To be fair to the M16/M4/CAR15, they do have a lot of functionality, esp in M4A1 form. They are better than a pointy stick or a sharp retort. The M4 is a compromise weapon & compromises end up being...a bit lacking in ALL repsects, rather than shining in one. I just wish it was more forgiving in its toleration for lotsa shooting & nasty environments & spotty maint.

I love the 7.62 round & the M14/M1A but would not counsel issuing them to every joe. There are reasons beyond functionality that the AR15 pattern rifles were adopted.
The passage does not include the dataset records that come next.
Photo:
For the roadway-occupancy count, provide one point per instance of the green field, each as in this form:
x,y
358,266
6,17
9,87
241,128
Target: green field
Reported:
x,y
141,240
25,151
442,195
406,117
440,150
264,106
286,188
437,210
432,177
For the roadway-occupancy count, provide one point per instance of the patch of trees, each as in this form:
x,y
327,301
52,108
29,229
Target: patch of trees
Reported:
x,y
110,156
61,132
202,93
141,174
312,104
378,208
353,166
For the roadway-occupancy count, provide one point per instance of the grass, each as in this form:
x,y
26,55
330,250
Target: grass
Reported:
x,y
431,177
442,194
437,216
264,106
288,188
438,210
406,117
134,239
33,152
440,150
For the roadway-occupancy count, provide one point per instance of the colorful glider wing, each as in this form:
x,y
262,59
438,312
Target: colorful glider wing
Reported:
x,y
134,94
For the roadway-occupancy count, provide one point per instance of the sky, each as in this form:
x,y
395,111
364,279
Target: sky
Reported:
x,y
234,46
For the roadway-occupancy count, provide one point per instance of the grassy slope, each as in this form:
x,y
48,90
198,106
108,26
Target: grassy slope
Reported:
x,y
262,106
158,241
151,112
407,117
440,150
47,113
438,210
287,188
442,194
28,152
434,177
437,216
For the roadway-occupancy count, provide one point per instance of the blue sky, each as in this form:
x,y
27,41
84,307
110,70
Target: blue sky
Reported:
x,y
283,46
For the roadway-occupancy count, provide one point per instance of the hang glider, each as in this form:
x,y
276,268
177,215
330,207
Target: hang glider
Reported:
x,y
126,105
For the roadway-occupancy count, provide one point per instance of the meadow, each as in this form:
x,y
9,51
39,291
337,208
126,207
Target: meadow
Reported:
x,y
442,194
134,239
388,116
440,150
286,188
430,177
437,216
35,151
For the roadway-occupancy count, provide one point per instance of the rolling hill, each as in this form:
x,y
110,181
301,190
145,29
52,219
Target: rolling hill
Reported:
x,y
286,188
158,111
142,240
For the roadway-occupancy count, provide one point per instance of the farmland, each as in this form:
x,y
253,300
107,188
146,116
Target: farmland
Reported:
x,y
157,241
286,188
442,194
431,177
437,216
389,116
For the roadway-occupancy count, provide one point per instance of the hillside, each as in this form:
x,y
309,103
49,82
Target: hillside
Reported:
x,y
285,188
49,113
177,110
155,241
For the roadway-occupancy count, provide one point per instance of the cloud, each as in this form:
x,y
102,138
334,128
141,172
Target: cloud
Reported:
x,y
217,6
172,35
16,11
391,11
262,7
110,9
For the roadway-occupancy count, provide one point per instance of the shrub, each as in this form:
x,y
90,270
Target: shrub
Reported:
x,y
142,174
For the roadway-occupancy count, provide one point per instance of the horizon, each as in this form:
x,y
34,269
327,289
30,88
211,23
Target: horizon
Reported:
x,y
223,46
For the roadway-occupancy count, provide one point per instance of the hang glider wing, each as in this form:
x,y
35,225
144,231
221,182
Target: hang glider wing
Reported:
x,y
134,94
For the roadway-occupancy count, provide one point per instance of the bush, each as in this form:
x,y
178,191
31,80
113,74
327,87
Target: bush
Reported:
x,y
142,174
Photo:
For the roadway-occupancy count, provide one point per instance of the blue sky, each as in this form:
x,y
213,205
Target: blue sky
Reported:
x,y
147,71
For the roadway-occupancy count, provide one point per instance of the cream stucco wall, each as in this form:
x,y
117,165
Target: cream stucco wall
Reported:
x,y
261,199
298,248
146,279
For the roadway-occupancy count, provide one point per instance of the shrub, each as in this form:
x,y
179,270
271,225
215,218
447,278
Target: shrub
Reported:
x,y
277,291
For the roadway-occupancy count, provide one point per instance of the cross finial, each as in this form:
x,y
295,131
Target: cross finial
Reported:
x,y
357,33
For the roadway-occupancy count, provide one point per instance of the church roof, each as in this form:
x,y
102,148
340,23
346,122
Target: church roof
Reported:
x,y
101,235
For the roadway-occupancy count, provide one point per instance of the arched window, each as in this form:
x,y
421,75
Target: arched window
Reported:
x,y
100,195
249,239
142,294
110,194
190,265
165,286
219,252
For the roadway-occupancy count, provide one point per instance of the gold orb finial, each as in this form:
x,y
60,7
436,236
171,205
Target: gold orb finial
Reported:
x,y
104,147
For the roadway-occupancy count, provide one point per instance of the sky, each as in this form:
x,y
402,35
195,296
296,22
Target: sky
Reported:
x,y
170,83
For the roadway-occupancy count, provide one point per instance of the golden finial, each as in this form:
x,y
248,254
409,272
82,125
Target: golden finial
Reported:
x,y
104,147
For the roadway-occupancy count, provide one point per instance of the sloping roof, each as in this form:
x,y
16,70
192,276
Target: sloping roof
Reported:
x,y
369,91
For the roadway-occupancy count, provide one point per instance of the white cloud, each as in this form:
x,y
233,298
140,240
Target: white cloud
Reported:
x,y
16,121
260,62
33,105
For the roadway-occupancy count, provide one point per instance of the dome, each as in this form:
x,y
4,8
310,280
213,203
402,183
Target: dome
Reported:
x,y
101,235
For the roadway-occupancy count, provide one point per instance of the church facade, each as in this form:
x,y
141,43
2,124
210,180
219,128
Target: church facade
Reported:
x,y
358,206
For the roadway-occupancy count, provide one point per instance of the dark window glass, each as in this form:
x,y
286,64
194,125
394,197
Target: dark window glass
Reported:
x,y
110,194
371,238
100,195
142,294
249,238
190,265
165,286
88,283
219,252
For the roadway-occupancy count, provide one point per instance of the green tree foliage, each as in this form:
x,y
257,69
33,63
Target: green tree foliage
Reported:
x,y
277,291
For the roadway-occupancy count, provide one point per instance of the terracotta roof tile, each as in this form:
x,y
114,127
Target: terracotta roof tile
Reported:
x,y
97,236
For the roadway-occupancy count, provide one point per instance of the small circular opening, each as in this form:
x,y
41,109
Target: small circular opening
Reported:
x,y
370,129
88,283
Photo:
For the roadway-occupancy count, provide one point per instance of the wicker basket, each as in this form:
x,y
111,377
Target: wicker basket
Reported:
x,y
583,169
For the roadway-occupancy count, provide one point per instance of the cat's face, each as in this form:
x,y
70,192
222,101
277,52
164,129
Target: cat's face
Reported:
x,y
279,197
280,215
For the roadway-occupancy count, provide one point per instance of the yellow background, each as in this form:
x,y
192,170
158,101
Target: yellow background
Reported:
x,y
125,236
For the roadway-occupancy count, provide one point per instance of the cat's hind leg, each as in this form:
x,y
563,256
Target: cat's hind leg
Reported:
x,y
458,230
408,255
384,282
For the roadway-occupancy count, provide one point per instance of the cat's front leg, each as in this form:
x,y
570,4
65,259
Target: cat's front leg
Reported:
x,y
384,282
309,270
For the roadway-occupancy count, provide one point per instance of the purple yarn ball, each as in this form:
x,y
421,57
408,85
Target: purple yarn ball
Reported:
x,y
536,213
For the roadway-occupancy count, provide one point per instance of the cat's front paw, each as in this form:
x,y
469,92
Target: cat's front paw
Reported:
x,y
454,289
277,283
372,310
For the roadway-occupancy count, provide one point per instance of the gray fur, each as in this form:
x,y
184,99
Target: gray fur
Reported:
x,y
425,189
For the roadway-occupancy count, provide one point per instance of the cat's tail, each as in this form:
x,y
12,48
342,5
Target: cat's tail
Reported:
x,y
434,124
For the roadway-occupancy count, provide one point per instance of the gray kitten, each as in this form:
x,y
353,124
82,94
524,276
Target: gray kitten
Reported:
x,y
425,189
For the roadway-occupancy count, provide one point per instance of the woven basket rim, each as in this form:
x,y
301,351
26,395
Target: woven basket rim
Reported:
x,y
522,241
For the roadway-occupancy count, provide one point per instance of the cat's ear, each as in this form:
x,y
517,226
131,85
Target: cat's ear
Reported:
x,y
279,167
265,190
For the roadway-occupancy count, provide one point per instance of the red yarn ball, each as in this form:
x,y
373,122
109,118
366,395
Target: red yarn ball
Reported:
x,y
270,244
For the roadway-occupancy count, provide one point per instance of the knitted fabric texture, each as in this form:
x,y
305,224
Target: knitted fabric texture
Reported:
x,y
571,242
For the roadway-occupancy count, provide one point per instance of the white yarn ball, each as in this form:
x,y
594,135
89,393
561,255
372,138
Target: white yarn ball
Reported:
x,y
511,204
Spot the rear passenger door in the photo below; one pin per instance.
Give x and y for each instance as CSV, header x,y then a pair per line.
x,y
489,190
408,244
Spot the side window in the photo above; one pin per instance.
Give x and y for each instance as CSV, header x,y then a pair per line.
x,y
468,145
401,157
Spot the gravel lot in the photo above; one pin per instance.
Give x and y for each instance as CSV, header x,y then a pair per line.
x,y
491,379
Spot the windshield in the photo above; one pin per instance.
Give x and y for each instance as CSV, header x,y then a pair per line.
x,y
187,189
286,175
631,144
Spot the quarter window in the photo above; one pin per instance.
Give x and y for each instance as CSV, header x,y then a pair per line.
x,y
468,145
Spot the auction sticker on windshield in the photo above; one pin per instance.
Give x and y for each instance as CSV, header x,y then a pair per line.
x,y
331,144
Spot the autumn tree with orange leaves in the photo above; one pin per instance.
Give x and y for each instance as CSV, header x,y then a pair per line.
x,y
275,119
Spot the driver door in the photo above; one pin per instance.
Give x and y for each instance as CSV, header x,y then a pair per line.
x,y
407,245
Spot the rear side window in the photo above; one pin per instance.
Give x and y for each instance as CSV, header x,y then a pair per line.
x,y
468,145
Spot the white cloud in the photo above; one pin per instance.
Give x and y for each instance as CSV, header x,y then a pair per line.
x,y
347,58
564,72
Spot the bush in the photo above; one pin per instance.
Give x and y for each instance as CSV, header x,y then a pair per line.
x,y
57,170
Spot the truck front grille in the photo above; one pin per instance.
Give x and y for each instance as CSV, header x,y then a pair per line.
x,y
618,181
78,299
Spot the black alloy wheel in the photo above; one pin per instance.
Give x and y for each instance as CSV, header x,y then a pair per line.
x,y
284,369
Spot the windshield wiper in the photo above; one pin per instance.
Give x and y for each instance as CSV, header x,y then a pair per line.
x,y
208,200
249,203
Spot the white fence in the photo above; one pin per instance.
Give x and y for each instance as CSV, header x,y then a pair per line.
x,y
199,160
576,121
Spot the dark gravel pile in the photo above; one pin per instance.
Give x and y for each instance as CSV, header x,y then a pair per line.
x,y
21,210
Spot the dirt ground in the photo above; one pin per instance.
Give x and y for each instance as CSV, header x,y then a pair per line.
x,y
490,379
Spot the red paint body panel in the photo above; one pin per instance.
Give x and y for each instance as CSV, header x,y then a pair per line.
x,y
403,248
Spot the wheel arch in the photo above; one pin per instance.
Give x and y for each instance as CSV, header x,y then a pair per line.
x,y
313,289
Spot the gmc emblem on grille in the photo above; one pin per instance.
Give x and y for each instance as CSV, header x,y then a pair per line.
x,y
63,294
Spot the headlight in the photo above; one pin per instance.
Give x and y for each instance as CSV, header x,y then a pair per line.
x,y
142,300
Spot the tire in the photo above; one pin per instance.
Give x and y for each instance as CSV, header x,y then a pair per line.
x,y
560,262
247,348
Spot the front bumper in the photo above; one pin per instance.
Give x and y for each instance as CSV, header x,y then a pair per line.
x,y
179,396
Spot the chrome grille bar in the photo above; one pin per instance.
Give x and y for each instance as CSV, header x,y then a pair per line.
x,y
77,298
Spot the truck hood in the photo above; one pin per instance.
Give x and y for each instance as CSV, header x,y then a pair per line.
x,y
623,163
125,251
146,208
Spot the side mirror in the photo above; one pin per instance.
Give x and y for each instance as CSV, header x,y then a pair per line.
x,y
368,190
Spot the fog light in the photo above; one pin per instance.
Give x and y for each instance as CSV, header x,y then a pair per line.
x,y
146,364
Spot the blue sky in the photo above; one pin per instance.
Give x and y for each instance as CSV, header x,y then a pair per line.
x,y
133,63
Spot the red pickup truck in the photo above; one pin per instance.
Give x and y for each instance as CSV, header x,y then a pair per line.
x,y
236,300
For instance, it costs a lot less to transport a round of 5.56 to SWA than a round of 7.62. This may sound trivial, but multiply that by how many rounds expended? Also, most of the Army's marksmanship training is not outstanding. Being able to pack more rounds is nice when you're trained to miss a lot.

Don't EVEN get me started on the M9 Italian Gelding...

George Hill
February 15, 2004, 10:55 PM
1. the chamber is not a star. those are the locking lug recesses.
No ****? I never knew that.... Wow... Learn something every day. I had no idea in all this time since March of 1987 when I was first issued an M-16 that those were locking lug recesses made to fit the matching locking lugs on the bolt...
Thank you very much Captain Obvious.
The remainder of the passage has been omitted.